Und was denkt eine Mutter zu dem Thema?
Siehe mama mia dazu: Teil 1 von unserem "kontrabloggen"
In New York hat dieser Tage die UN-Vollversammlung getagt. Das Treffen der oftmals zerstrittenen, immer aber von eigenen Interessen geleiteten Staatsmänner steht im Ruf, ein Spielfeld der diplomatischen Intrige zu sein. Mit Verlaub: ich sage die Herren und Damen von der UN sollen mal bei uns zur Lehre gehen. Wie im Haus Paparockt gefeilscht und manipuliert wird spottet jeder Beschreibung. Der Motor dieser Umtriebe ist ein Unterschied im Grad der Bemutterung.
Die Frage also: Wie viele gut gemeinte Vorschriften machen wir den Kindern, und wann lassen wir Fünfe gerade sein, lassen die Kleenen sich austoben, hedonistisch Faulenzen oder einfach mal im Sommer ohne große Vorbereitung aus der Tür rennen, um im Garten so wild zu toben wie es ihnen einfällt. Mama hat ihre Ansichten, ich habe meine. Und unser Kleener weiß haargenau, wie er uns gegeneinander ausspielt. Dabei ist das nicht nötig. Mama muss nur mal locker werden.

Take it easy, Grund 1: es geht alles vorbei

Was genau ist hier verboten? Babys auf Gepäckbändern?
Denn: Wir alle stehen auf verlorenem Posten, wenn wir unseren Kindern Vorschriften machen wollen, ganz gleich wie gut sie gemeint sind. Ich weiß, dass Süßigkeiten nicht das Beste sind für die Zähne, den Stoffwechsel und den BMI. Meinem Kind ist das egal, und mit jedem Tag, den es älter wird, gilt mein Rat ein bisschen weniger. Letztes Jahr war mein Wort noch Gesetz, irgendwann fing er an zu schummeln, jetzt fragt mein Sohn gezielt Mama, die in den Dingen etwas großzügiger ist. Eines Tages bekomme ich nur noch ein genervtes "JaHaa" zu hören, wenn ich etwas verbieten (oder anordnen will).
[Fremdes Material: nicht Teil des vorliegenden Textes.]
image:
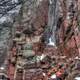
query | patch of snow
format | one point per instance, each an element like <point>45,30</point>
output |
<point>51,43</point>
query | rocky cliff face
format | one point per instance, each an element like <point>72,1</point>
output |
<point>33,14</point>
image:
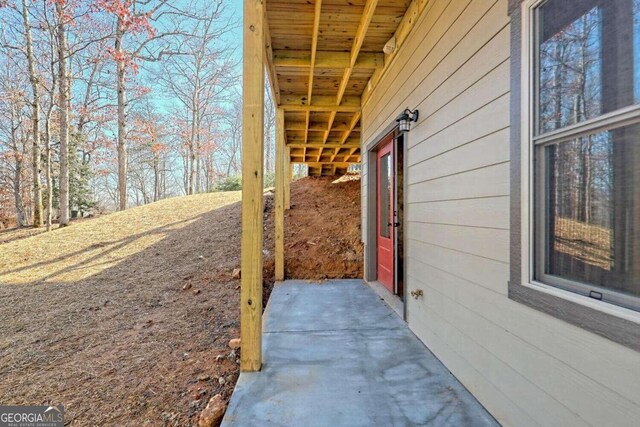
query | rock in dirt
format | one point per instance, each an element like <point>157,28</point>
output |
<point>213,413</point>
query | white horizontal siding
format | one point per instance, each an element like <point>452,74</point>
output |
<point>526,367</point>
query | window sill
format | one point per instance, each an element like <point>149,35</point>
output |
<point>615,323</point>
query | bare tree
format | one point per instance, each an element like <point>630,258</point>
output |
<point>35,119</point>
<point>63,107</point>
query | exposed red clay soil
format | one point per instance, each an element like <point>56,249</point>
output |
<point>323,229</point>
<point>144,341</point>
<point>129,346</point>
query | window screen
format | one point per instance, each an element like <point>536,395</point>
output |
<point>587,148</point>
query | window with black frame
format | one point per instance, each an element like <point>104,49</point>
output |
<point>587,148</point>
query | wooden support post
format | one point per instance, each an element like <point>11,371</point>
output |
<point>252,183</point>
<point>288,170</point>
<point>280,190</point>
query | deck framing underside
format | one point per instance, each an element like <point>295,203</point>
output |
<point>323,58</point>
Das soll nicht heißen, dass wir alle sofort aufgeben und die Kinder ab sofort rumlaufen wie, wann und wo sie wollen. Wir sollten uns aber darüber im Klaren sein, dass wir Teil eines Prozesses sind, der ein bisschen ist wie der Sand im Getriebe einer Familie. Gemecker, Gezeter und Machtkämpfe, die im Endeffekt auf ein unausweichliches Ende hinführen. Mir hilft es, das im Hinterkopf zu behalten, wenn der Kleene mal wieder mit breitem Grinsen die Kindersicherung seiner Tür ausschaltet (ein Punkt, wo Mama weniger streng ist als ich es bin). Oft gibt es auch Wichtigeres, als sicher zu stellen dass unser Kind im Mai dick sonnengecremt ist. Spontanität und Eigenverantwortung sind Werte, die man leben muss um sie zu vermitteln.

Take it easy, Grund 2: die Sache mit der UN

Es ist wie oben erwähnt: einer von uns ist streng, der andere nicht. Mein Sohn, schlau wie er ist, hat ein feines Gespür für die Taktiken, um daraus Gewinn zu schlagen. Den "richtigen" Elternteil fragen, wenn man was will. Oder im richtigen Augenblick in großes Geheule auszubrechen, wenn Papa was verbietet und Mama gerade ins Zimmer kommt. Das funktioniert toll, ruiniert die Stimmung und ist ein guter Grund dafür, nix mehr zu verbieten.
Warum genau braucht dieses Kind einen Helm?
Wären Ellenbogenschoner nicht die bessere Wahl?

Take it easy, Grund 3: Angst ist ein schlechter Ratgeber (und essen Seele auf)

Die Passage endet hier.